The narrative structure isn't the only thing that's changed from the traditional GOW format. People Can Fly, the developers behind the superlative Painkiller and Bulletstorm games join Epic for the franchise's first outing sans Clifford "Cliffy B" Bleszinski. While the changes to gameplay are only minor and iterative, the level structure has undergone a major rehaul at least for the primary Judgment mode. Each testimony is divided into mini horde modes, where a few waves of enemies batter our heroes within a locked section. Thereafter, you have safe zones, where the Kilo squad can lock and load before moving forward to face the next wave of enemies. Every once in a while the game throws a quasi tower-defence mode, where you have limited time to shore up your defences with an assortment of turrets, laser trip mines, and grenade booby traps.
Your performance in each section is graded to a scale of three stars, with points given for the number of kills, executions, headshots, gibs, and such. These points in turn unlock extra skins, multiplayer character models, and other customisation goodies. This is overall a rather superficial and unremarkable inducement for what's essentially GOW's version of style points. However, the hardcore, OCD-addled ones amongst us should be compelled to take up the Declassified missions, which is a big-ass red COG logo that makes the missions more difficult when activated. The challenge ranges from low visibility and no health regeneration, to larger hordes and the addition of meaner bosses in the mix. All of this is just to gain more stars, which again isn't much unless you're purely in this for the challenge of it. Even then, you'd have to be something of a sadist to enjoy the restrictions of the declassified challenges, which can get rather ridiculous.

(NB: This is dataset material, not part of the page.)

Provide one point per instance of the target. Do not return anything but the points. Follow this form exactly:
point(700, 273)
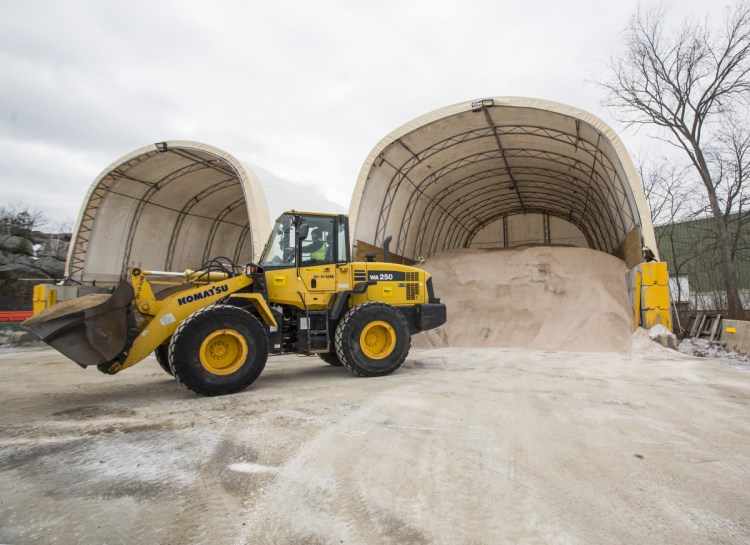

There's your token female character
The combat retains the same slow and heavy cover-shooter mechanics of the franchise, but the addition of new heavy enemy classes shuffles player tactics quite a bit. These club and morning star swinging behemoths, when combined with grenade lobbing and one-shot-kill gun wielding grubs means that hunkering down behind cover isn't safe anymore. You'll find faster grubs that flank and flush you out of cover. This should ideally make for excellent combat experience, but in reality it only gets frustrating. Make no mistake, this is no Halo and GOW's low FOV and a rather clunky handling make it ill suited to this sort of action. This is further compounded by lacklustre level design that's marked by a rather abysmal littering of cover, which makes combat needlessly tedious and difficult than it should rightly be. The worst part, by far, is your AI sidekicks' propensity to get slaughtered with irritating regularity in the presence of heavier enemies.
It's clear that the magnitude of effort that has gone into this game isn't anywhere close to that of the previous games. The main boss, for example, is built up to be this indestructible badass. However, in reality, he gets very little screen time and goes down with barely a whimper. The graphics and sounds too are pretty much the same, and show no signs of any improvement over the last game. In fact, the game shows its age when compared to contemporary titles in that regard. The utter lack of exposition and a strong narrative backbone, when combined with the same clichéd angsty, idealist grunt versus incompetent general plot mechanic makes the whole experience seem utterly banal.
Grub bashing time!
The truth is, although I don't approach these dude-bro cover shooters with high expectations, Judgment's case isn't helped by the fact that it doesn't even live up to those standards. If single player is what you are interested in, you may want to skip Gears of War: Judgment. In the meantime, keep your eyes peeled for a comprehensive multiplayer review.